Whether it’s called a transition or a transformation, the world’s power system is changing as the generation mix changes. Large fossil-fuel power plants are being replaced by inverter-based renewables. The International Energy Agency estimates that 36% of the world’s electricity will be generated by renewable energy sources in 2026 whereas coal is expected to drop to 32%.  The U.S. Energy Information Administration reported that overall, renewables made up about 26% of U.S. generation in 2025 and coal only 15% of the generation mix. One more statistic from Wood Mackenzie, a research company, and we’ll move on: It estimates that over the next decade, there will be US$5 trillion of renewable capacity additions made to the global grid.

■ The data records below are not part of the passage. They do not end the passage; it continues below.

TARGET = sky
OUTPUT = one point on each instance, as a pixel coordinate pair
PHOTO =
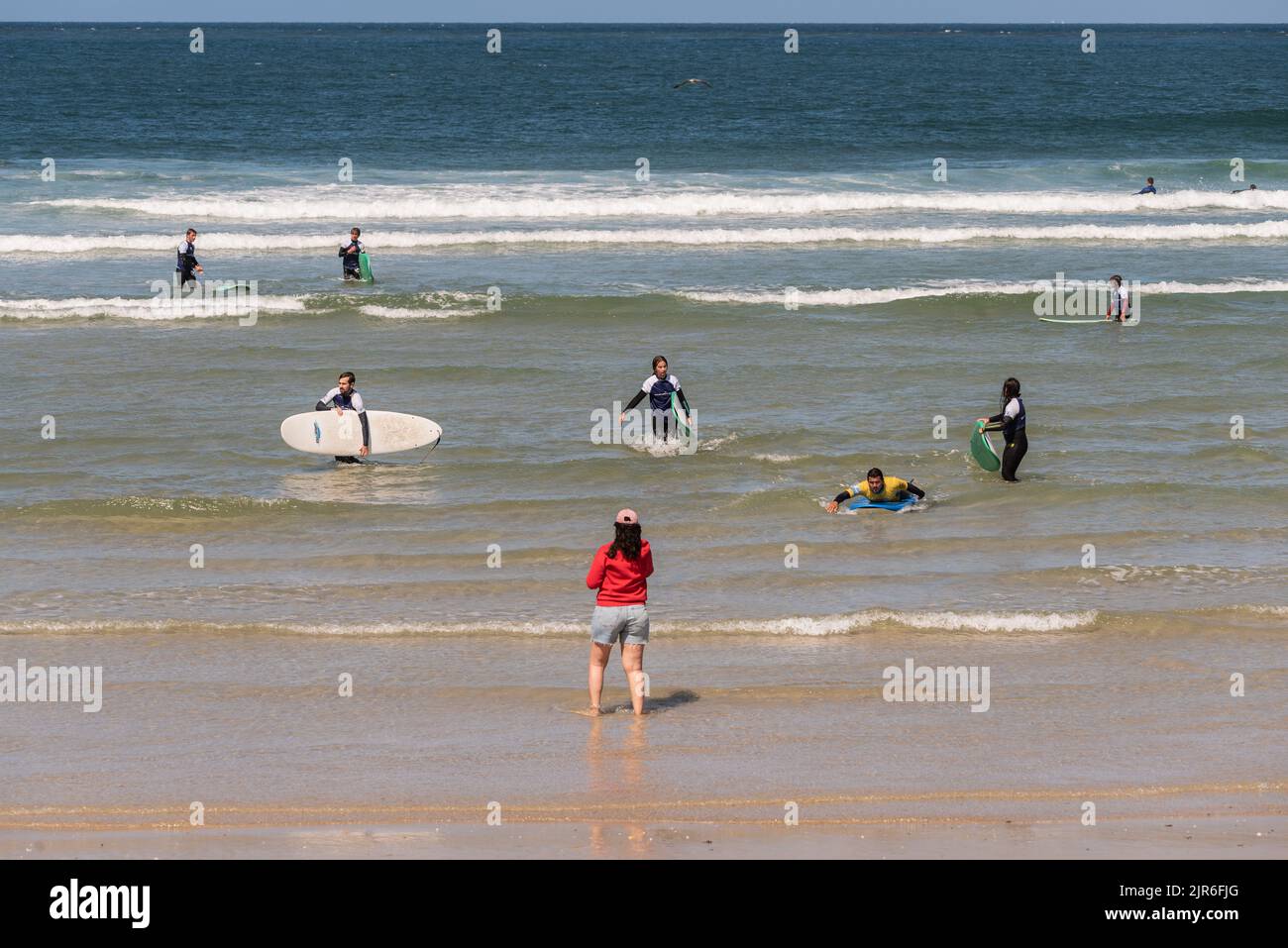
(655, 11)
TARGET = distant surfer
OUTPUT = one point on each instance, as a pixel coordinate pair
(1012, 423)
(349, 252)
(343, 397)
(619, 572)
(658, 388)
(187, 265)
(877, 488)
(1120, 300)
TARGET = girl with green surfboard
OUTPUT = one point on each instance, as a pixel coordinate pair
(1012, 421)
(665, 401)
(355, 254)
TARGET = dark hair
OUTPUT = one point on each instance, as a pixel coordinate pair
(1010, 389)
(627, 541)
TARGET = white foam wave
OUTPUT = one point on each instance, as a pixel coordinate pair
(510, 202)
(777, 236)
(791, 625)
(151, 308)
(407, 313)
(870, 296)
(932, 621)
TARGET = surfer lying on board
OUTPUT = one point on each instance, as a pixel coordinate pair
(658, 388)
(349, 252)
(342, 397)
(879, 488)
(1120, 300)
(1012, 421)
(187, 263)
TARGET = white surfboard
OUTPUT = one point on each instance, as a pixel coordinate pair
(327, 433)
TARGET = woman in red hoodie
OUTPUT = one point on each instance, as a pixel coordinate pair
(619, 572)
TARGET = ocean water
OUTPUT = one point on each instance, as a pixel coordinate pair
(1150, 515)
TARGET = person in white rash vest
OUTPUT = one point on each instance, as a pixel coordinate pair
(342, 397)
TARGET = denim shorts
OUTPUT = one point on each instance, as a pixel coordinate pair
(630, 622)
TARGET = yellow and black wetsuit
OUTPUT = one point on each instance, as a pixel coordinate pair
(894, 488)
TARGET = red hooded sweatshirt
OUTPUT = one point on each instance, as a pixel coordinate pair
(621, 581)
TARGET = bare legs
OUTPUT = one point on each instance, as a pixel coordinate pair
(632, 664)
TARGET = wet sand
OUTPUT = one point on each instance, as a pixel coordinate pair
(1201, 837)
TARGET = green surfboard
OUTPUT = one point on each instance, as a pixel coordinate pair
(982, 450)
(681, 420)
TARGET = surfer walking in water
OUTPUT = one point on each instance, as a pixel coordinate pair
(879, 488)
(658, 388)
(187, 263)
(1012, 421)
(343, 397)
(1120, 300)
(619, 574)
(351, 252)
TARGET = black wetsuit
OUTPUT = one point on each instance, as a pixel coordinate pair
(1017, 440)
(335, 399)
(352, 265)
(187, 263)
(658, 391)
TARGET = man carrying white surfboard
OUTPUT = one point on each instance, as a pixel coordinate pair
(352, 254)
(1120, 300)
(187, 265)
(877, 488)
(343, 398)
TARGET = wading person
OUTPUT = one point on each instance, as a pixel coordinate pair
(1010, 420)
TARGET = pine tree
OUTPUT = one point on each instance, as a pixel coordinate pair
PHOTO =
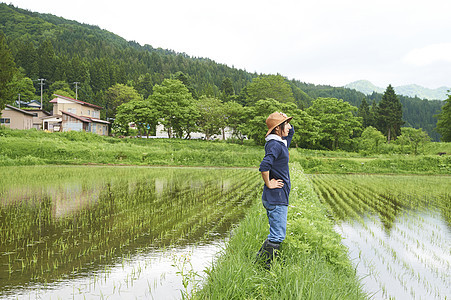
(364, 113)
(444, 121)
(7, 72)
(389, 114)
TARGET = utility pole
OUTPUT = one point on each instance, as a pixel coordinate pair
(41, 82)
(76, 90)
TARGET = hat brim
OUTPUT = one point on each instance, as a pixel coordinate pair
(272, 128)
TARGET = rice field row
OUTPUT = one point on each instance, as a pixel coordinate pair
(397, 229)
(84, 219)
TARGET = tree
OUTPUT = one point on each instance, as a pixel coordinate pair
(256, 127)
(337, 120)
(444, 121)
(187, 82)
(7, 72)
(413, 138)
(236, 116)
(371, 139)
(119, 94)
(211, 116)
(389, 114)
(144, 85)
(306, 127)
(61, 88)
(227, 88)
(174, 101)
(46, 62)
(24, 86)
(27, 58)
(269, 86)
(140, 112)
(365, 113)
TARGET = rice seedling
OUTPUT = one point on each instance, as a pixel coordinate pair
(400, 244)
(69, 223)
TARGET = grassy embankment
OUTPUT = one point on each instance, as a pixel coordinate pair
(40, 148)
(312, 265)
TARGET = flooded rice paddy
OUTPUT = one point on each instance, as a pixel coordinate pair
(397, 230)
(115, 232)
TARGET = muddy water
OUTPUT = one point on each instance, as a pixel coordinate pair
(88, 232)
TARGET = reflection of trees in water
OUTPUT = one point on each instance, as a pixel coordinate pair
(82, 228)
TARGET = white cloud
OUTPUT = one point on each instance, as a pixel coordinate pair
(429, 55)
(323, 41)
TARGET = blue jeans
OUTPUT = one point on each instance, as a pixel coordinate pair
(277, 217)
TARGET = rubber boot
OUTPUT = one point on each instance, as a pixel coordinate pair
(267, 253)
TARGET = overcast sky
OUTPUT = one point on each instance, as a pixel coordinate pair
(331, 42)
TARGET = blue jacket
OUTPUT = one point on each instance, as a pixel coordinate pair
(276, 162)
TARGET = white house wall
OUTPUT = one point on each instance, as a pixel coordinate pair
(162, 133)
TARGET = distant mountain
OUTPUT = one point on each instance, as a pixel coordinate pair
(411, 90)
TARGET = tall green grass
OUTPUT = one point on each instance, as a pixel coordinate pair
(312, 264)
(31, 147)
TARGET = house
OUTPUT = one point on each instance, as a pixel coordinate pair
(32, 104)
(16, 118)
(74, 115)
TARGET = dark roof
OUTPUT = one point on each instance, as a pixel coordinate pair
(19, 110)
(75, 100)
(83, 119)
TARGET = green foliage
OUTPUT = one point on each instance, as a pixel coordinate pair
(269, 86)
(98, 59)
(413, 139)
(8, 70)
(371, 140)
(176, 105)
(337, 121)
(444, 121)
(312, 265)
(211, 116)
(256, 126)
(389, 114)
(142, 113)
(117, 95)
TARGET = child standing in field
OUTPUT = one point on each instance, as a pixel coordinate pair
(276, 175)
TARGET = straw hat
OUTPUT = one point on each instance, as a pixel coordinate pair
(275, 119)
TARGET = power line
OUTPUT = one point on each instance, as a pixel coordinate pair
(76, 90)
(41, 82)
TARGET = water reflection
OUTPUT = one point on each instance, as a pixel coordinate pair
(72, 228)
(397, 230)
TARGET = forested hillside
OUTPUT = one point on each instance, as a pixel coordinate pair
(65, 52)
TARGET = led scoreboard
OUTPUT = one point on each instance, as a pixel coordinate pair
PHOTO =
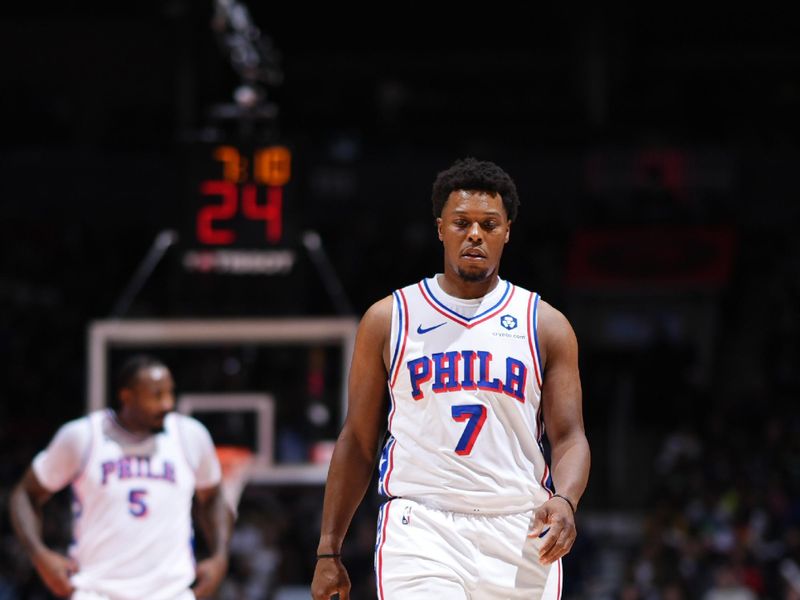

The bottom line here — that’s a lot of renewables expected, and it will dominate the global power grid. Remember Newton’s third law of motion? It says for every action there’s an equal and opposite reaction. Well, it applies here. With the increase of inverter-based renewables, conventional synchronous generators are being removed. This is where the third law comes in. Those behemoths of synchronous generation create rotational kinetic energy, more commonly known as grid inertia. It wouldn’t be a big deal if renewables weren’t intermittent or could supply physical inertia, but that’s not the case.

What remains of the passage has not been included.